The OGJ100 list demonstrates three types of companies that currently supply oil to international markets. The characteristics among them are significant because each have special operational strategies and production-related objectives.

For example, an international oil company (IOC) is exclusively investor-owned and seek shareholder value. In order to position themselves favorably in world oil markets, IOCs typically develop and produce resources that are available immediately. In the areas of the world where IOCs are active, the laws of that country apply; however, all assessments and decisions are in the end made exclusively by the company, not the government. ExxonMobil Corp., BP PLC, Royal Dutch Shell PLC are examples of IOCs.

National oil companies (NOCs), meanwhile, support their governments' agenda both financially and strategically. For example, Saudi Arabia's Saudi Aramco, Mexico's Petroleos Mexicanos (Pemex), and Venezuela's Petroleos de Venezuela SA (PDVSA) all function as extensions of their respective governments. These NOCs don't have the purpose or resources to develop their reserves as quickly as IOCs. Typically, NOCs are not necessarily market-oriented in their broad range of objectives. They are more concerned with providing low-cost energy domestically, long-term revenues, and employment to their citizens.

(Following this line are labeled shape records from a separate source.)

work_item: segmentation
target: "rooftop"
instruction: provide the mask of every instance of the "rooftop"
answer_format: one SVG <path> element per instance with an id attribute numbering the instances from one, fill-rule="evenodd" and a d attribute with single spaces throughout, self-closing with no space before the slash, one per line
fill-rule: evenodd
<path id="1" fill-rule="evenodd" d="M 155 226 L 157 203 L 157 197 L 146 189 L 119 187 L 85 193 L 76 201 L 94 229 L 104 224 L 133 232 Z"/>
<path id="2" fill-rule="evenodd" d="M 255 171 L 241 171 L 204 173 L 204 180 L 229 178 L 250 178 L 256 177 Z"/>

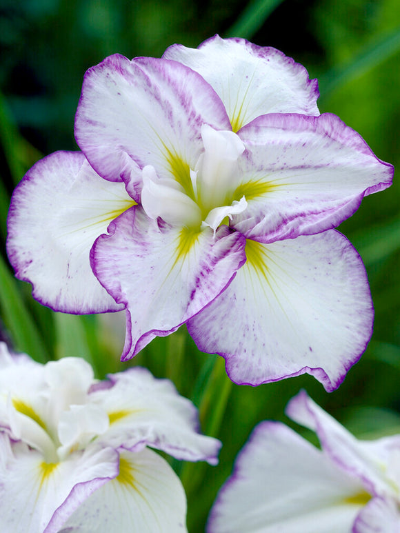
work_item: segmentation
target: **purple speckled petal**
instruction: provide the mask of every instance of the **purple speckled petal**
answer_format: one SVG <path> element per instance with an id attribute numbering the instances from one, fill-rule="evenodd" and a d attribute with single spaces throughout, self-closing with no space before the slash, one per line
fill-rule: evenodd
<path id="1" fill-rule="evenodd" d="M 83 502 L 60 533 L 187 532 L 185 492 L 165 459 L 150 450 L 123 452 L 120 472 Z"/>
<path id="2" fill-rule="evenodd" d="M 92 249 L 92 266 L 127 306 L 123 361 L 156 336 L 175 331 L 223 291 L 246 261 L 245 239 L 221 226 L 198 234 L 150 220 L 134 207 Z M 194 235 L 194 236 L 193 236 Z"/>
<path id="3" fill-rule="evenodd" d="M 162 450 L 178 459 L 217 464 L 221 443 L 199 434 L 197 410 L 172 381 L 156 379 L 146 368 L 109 375 L 112 388 L 90 394 L 110 424 L 101 441 L 112 447 Z"/>
<path id="4" fill-rule="evenodd" d="M 398 496 L 400 484 L 400 436 L 377 441 L 359 441 L 317 405 L 305 391 L 286 408 L 292 420 L 315 431 L 325 454 L 337 467 L 363 483 L 371 494 Z"/>
<path id="5" fill-rule="evenodd" d="M 374 498 L 361 509 L 352 533 L 399 533 L 400 512 L 394 500 Z"/>
<path id="6" fill-rule="evenodd" d="M 238 456 L 208 533 L 350 533 L 363 492 L 356 479 L 283 424 L 263 422 Z"/>
<path id="7" fill-rule="evenodd" d="M 118 454 L 92 447 L 52 469 L 37 452 L 0 434 L 3 532 L 57 533 L 93 491 L 118 474 Z"/>
<path id="8" fill-rule="evenodd" d="M 263 242 L 337 226 L 364 196 L 392 183 L 393 167 L 336 115 L 270 114 L 238 134 L 248 148 L 237 198 L 247 210 L 237 230 Z"/>
<path id="9" fill-rule="evenodd" d="M 186 165 L 194 168 L 199 158 L 203 123 L 230 129 L 222 102 L 197 72 L 175 61 L 115 54 L 85 75 L 75 137 L 93 168 L 128 183 L 137 199 L 146 165 L 160 177 L 187 173 L 190 181 Z"/>
<path id="10" fill-rule="evenodd" d="M 330 230 L 269 245 L 247 241 L 246 263 L 190 320 L 199 348 L 218 353 L 235 383 L 307 372 L 331 391 L 366 349 L 373 309 L 365 268 Z"/>
<path id="11" fill-rule="evenodd" d="M 317 80 L 275 48 L 215 35 L 198 48 L 172 45 L 163 57 L 201 74 L 221 97 L 234 131 L 266 113 L 319 114 Z"/>
<path id="12" fill-rule="evenodd" d="M 36 163 L 15 189 L 7 251 L 19 279 L 56 311 L 116 311 L 90 268 L 90 248 L 110 221 L 134 202 L 122 183 L 94 172 L 81 152 L 57 152 Z"/>

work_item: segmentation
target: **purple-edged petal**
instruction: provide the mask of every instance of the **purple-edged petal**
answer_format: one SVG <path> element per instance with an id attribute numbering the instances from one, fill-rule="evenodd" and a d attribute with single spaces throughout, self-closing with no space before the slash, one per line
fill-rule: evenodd
<path id="1" fill-rule="evenodd" d="M 359 256 L 335 230 L 268 245 L 248 241 L 246 251 L 228 289 L 188 323 L 194 342 L 223 356 L 235 383 L 307 372 L 335 389 L 372 334 Z"/>
<path id="2" fill-rule="evenodd" d="M 334 114 L 270 114 L 238 134 L 241 160 L 236 199 L 247 210 L 232 225 L 250 239 L 273 242 L 337 226 L 364 196 L 392 183 L 393 168 Z"/>
<path id="3" fill-rule="evenodd" d="M 90 248 L 110 221 L 134 202 L 122 183 L 94 172 L 80 152 L 57 152 L 34 165 L 16 188 L 7 251 L 17 277 L 54 310 L 95 313 L 123 309 L 90 268 Z"/>
<path id="4" fill-rule="evenodd" d="M 12 450 L 0 434 L 1 530 L 57 533 L 93 491 L 117 474 L 118 454 L 110 448 L 92 447 L 68 461 L 46 463 L 23 443 Z"/>
<path id="5" fill-rule="evenodd" d="M 110 419 L 101 442 L 129 450 L 148 445 L 178 459 L 217 464 L 220 441 L 197 432 L 197 410 L 171 381 L 156 379 L 137 368 L 109 378 L 111 388 L 90 394 L 90 402 L 101 406 Z"/>
<path id="6" fill-rule="evenodd" d="M 119 475 L 83 502 L 63 531 L 177 533 L 187 531 L 186 521 L 179 479 L 165 459 L 145 450 L 122 452 Z"/>
<path id="7" fill-rule="evenodd" d="M 123 360 L 203 309 L 246 260 L 244 237 L 225 225 L 215 237 L 208 228 L 193 233 L 157 225 L 139 207 L 108 231 L 96 241 L 92 266 L 116 301 L 128 308 Z"/>
<path id="8" fill-rule="evenodd" d="M 374 498 L 361 509 L 352 533 L 399 533 L 400 512 L 394 500 Z"/>
<path id="9" fill-rule="evenodd" d="M 208 533 L 350 533 L 368 495 L 283 424 L 259 424 L 212 509 Z"/>
<path id="10" fill-rule="evenodd" d="M 234 131 L 266 113 L 319 114 L 317 80 L 275 48 L 215 35 L 198 48 L 172 45 L 163 57 L 201 74 L 221 97 Z"/>
<path id="11" fill-rule="evenodd" d="M 289 402 L 286 414 L 298 423 L 315 431 L 331 461 L 358 479 L 370 494 L 398 497 L 400 436 L 359 441 L 317 405 L 305 391 Z"/>
<path id="12" fill-rule="evenodd" d="M 146 165 L 188 183 L 203 123 L 230 128 L 222 102 L 197 72 L 175 61 L 115 54 L 85 75 L 75 136 L 101 176 L 130 181 L 139 194 Z"/>

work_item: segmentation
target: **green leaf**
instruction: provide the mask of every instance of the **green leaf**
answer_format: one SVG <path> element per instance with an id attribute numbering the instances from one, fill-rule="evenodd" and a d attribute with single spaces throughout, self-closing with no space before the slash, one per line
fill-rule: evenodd
<path id="1" fill-rule="evenodd" d="M 283 0 L 254 0 L 244 10 L 226 37 L 250 39 Z"/>
<path id="2" fill-rule="evenodd" d="M 387 259 L 400 249 L 400 219 L 368 228 L 352 238 L 366 266 Z"/>

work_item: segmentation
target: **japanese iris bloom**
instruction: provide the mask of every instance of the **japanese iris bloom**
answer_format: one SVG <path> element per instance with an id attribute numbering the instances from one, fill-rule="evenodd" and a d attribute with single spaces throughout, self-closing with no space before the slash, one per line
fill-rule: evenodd
<path id="1" fill-rule="evenodd" d="M 313 374 L 328 390 L 364 351 L 364 267 L 332 229 L 392 168 L 274 48 L 218 36 L 86 72 L 81 152 L 37 163 L 13 195 L 8 251 L 52 309 L 126 309 L 122 354 L 186 323 L 230 379 Z"/>
<path id="2" fill-rule="evenodd" d="M 170 381 L 137 368 L 108 378 L 0 345 L 2 533 L 186 531 L 182 485 L 150 447 L 215 464 L 221 443 Z"/>
<path id="3" fill-rule="evenodd" d="M 212 509 L 208 533 L 396 533 L 400 531 L 400 435 L 359 441 L 301 391 L 285 424 L 261 422 Z"/>

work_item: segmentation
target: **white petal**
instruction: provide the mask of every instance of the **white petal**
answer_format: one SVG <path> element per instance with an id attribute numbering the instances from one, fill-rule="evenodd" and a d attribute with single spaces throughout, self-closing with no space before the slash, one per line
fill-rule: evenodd
<path id="1" fill-rule="evenodd" d="M 266 113 L 319 114 L 317 80 L 274 48 L 215 35 L 197 49 L 173 45 L 163 57 L 201 74 L 221 97 L 234 131 Z"/>
<path id="2" fill-rule="evenodd" d="M 199 434 L 197 410 L 172 383 L 156 379 L 145 368 L 109 376 L 113 386 L 91 393 L 106 412 L 110 428 L 99 439 L 114 447 L 152 446 L 186 461 L 216 464 L 221 443 Z"/>
<path id="3" fill-rule="evenodd" d="M 234 200 L 231 205 L 223 205 L 221 208 L 212 209 L 203 223 L 212 228 L 215 232 L 223 219 L 226 217 L 232 219 L 232 215 L 242 213 L 246 209 L 247 209 L 247 202 L 246 198 L 242 197 L 239 201 Z"/>
<path id="4" fill-rule="evenodd" d="M 359 441 L 304 391 L 291 400 L 286 412 L 298 423 L 315 431 L 324 452 L 339 468 L 359 479 L 371 494 L 398 496 L 400 479 L 394 479 L 391 471 L 393 454 L 400 451 L 399 436 Z"/>
<path id="5" fill-rule="evenodd" d="M 94 313 L 122 309 L 90 268 L 89 253 L 110 221 L 134 203 L 121 183 L 100 178 L 79 152 L 56 152 L 16 188 L 7 250 L 19 279 L 52 309 Z"/>
<path id="6" fill-rule="evenodd" d="M 57 450 L 59 459 L 63 459 L 72 448 L 86 447 L 93 438 L 107 431 L 108 425 L 107 413 L 99 405 L 70 405 L 59 417 L 58 436 L 63 445 Z"/>
<path id="7" fill-rule="evenodd" d="M 226 226 L 215 238 L 208 228 L 156 227 L 135 207 L 96 243 L 92 268 L 116 301 L 129 308 L 123 360 L 207 305 L 244 261 L 244 238 Z"/>
<path id="8" fill-rule="evenodd" d="M 219 353 L 235 383 L 304 372 L 338 387 L 364 351 L 372 305 L 364 267 L 334 230 L 246 243 L 246 263 L 226 290 L 188 323 L 200 350 Z"/>
<path id="9" fill-rule="evenodd" d="M 209 533 L 350 533 L 362 485 L 283 424 L 252 434 L 221 490 Z M 357 500 L 360 501 L 357 502 Z"/>
<path id="10" fill-rule="evenodd" d="M 239 185 L 239 157 L 245 147 L 233 132 L 217 131 L 207 124 L 201 126 L 204 152 L 196 165 L 197 191 L 206 209 L 223 205 L 226 198 Z"/>
<path id="11" fill-rule="evenodd" d="M 12 452 L 0 434 L 0 516 L 2 531 L 57 533 L 90 494 L 118 474 L 111 449 L 87 450 L 69 461 L 46 465 L 21 443 Z"/>
<path id="12" fill-rule="evenodd" d="M 200 208 L 174 180 L 160 179 L 150 165 L 143 169 L 142 176 L 141 205 L 148 217 L 161 217 L 168 224 L 181 228 L 200 225 Z"/>
<path id="13" fill-rule="evenodd" d="M 337 117 L 270 114 L 239 133 L 246 211 L 233 227 L 249 239 L 273 242 L 337 226 L 364 196 L 392 183 L 393 168 L 372 153 Z"/>
<path id="14" fill-rule="evenodd" d="M 66 533 L 187 531 L 186 499 L 177 474 L 154 452 L 121 454 L 119 475 L 97 490 L 64 525 Z"/>

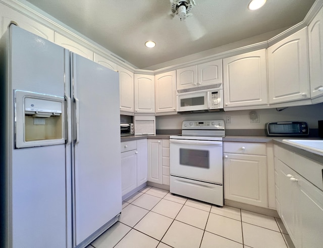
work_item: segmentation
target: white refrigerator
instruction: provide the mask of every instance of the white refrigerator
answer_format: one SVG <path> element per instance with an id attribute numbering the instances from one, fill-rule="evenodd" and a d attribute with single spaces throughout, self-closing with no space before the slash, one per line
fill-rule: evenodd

Another form of NOC is the third type of company, which operate independently while maintaining focus on their respective country's objectives. Brazil's Petroleo Brasileiro SA and Norway's Statoil ASA fall into this category. They often balance profit-oriented objectives with the goals of their country, while developing their corporate plan and strategy. This type of company is typically commercially driven while maintaining the goals of the country.

Government influence

While governments can influence the operations of NOCs, they can also dictate the terms of which other oil companies can function within their country. The US Energy Information Administration discusses four categories that determine the access to a country's reserve base. These are:

• Full access (15% of world reserves). All countries abide by the laws of the government but no domestic company is given preferential treatment. Examples are the US, the UK, and Canada.

• Equity access (1% of world reserves). A NOC exists, but does not get preferential treatment. Examples are Colombia, Indonesia, and Denmark.

• Limited equity access (37% of world reserves). The NOC is given first access to the reserves while outside companies may have limits on ownerships, shared production with the NOC, or other requirements. Examples include China, Angola, and Russia.

• No equity access (47% of world reserves). The NOC has sole access to the reserves with no outside foreign ownership. Outside connections are limited to operations through a domestic affiliate. Examples are Iran, Iraq, and Saudi Arabia.

Governments, by limiting outside entrance into their oil-rich countries, can greatly affect how crude oil markets are supplied. Commercially oriented companies, which are limited to those oil-rich countries, may form alliances with NOCs in order to be a major player there.